Domenica 21 febbraio è stata notificata la sentenza definitiva al cineasta curdo iraniano Keywan Karimi. La Corte d’appello di Teheran, presieduta dai giudici Pour-Arab e Babaei, ha condannato Karimi a un anno di carcere, 223 frustate e al pagamento di 20 milioni di rial (poco meno di 600 euro).
A circa due mesi dall’udienza d’appello, tenutasi lo scorso 23 dicembre, arriva il verdetto finale. Dalla lettura della sentenza si apprende che dei 6 anni di carcere a cui era stato condannato in primo grado, ne resta da scontare uno. Intatta, invece, la condanna a 223 frustate a cui si aggiunge anche il pagamento di una multa.
“L’unica cosa che possiamo sperare, per ora, è che io sia chiamato in carcere il più tardi possibile, almeno dopo il Capodanno iraniano (20 marzo), o metà aprile quando avrò finito di girare il mio ultimo film e mia mamma avrà terminato il suo ciclo di chemioterapia”, così commenta la sentenza a suo carico il cineasta Keywan Karimi.
“Sebbene la condanna, che in primo grado era a sei anni di detenzione, sia stata ridotta ad uno, è inaccettabile che Keywan Karimi finisca in carcere per i suoi film e subisca torture fisiche e psicologiche per il suo lavoro”, afferma Cristina Annunziata, presidente di Iran Human Rights Italia.
“È impensabile che paghi un prezzo così alto per aver esercitato il suo diritto alla libertà di espressione. La sentenza è definitiva e senza possibilità di appello, ma non dobbiamo spegnere i riflettori sul caso del giovane regista, condannato per il suo cinema impegnato e di denuncia. È fondamentale che la mobilitazione internazionale, che ha visto coinvolti nomi e volti del cinema, continui, e che l’indignazione si trasformi in solidarietà e azione concreta per evitare che Keywan Karimi entri in carcere”, conclude Annunziata.
IHR Italia continuerà a mobilitarsi per salvare Keywan Karimi dal carcere e dalle frustate e affinché le accuse a suo carico cadano definitivamente.
Il caso giudiziario di Keywan Karimi
Il 13 ottobre 2015 un tribunale di Teheran ha condannato in primo grado Keywan Karimi a 6 anni di carcere e 223 frustate. Il giovane regista, noto a livello internazionale per il cortometraggio “L’avventura di due sposi”, basato su una novella di Italo Calvino, è stato accusato di “aver offeso le istituzioni sacre dell’Iran” attraverso i suoi film.

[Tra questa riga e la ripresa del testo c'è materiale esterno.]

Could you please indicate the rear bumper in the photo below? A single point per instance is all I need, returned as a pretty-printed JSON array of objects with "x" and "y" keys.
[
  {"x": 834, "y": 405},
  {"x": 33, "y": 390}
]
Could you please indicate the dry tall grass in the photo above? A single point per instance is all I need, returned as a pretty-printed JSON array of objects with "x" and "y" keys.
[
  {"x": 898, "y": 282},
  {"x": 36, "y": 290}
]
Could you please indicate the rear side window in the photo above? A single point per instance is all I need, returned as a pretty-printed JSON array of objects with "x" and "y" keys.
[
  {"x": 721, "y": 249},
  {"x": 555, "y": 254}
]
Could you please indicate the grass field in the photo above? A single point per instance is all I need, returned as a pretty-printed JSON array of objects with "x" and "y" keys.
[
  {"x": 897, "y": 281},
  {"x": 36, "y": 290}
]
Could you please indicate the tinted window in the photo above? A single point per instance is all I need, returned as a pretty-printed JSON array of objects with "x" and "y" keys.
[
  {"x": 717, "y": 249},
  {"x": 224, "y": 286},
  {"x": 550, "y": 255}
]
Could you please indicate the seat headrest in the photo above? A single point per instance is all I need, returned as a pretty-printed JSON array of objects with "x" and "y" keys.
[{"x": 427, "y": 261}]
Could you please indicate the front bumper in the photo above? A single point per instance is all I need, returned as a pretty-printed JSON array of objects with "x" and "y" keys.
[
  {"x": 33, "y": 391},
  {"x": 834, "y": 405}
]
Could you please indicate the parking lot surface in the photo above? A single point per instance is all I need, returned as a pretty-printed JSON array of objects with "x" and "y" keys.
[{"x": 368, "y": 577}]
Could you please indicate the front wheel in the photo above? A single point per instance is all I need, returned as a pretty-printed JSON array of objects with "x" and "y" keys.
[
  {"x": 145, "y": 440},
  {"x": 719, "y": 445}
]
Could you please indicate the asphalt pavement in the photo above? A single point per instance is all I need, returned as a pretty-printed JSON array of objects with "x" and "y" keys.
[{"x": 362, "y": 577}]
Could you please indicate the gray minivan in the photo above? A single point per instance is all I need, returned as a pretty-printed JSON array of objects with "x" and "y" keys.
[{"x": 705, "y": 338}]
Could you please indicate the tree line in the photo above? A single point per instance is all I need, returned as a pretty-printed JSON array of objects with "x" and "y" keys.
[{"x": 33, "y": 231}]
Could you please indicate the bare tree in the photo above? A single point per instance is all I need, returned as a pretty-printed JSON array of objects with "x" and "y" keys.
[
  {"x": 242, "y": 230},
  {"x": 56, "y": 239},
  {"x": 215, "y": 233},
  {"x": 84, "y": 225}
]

Tutto comincia il 14 dicembre 2013, quando la polizia fa irruzione in casa del filmmaker con un mandato di arresto. Lo prelevano, confiscando i suoi hard disk e altro materiale, e lo portano in carcere, dove è interrogato e tenuto in isolamento per due settimane. L’accusa a suo carico è di aver insultato il regime per un video musicale e un documentario rinvenuto nei sui suoi hard disk. Il 26 dicembre 2013, Karimi viene rilasciato su cauzione. Tra marzo 2014 e settembre 2015, il regista si presenta in tribunale otto volte per fornire le prove in sua difesa. Il 22 settembre, il giorno dopo il suo trentesimo compleanno, viene condannato a due anni di carcere e 90 frustate con l’accusa di “aver insultato l’Islam”. Il 13 ottobre il suo avvocato riceve una lettera ufficiale nella quale, invece, la sentenza è di 6 anni di detenzione e 223 frustate.
L’accusa a suo carico si basa su un documentario intitolato “Scrivere sulla città” – mai proiettato e di cui si trova on line solo il trailer – che racconta dei graffiti sui muri di Teheran dalla rivoluzione islamica del 1979 alla rielezione di Mahmoud Ahmadinejad nel 2009.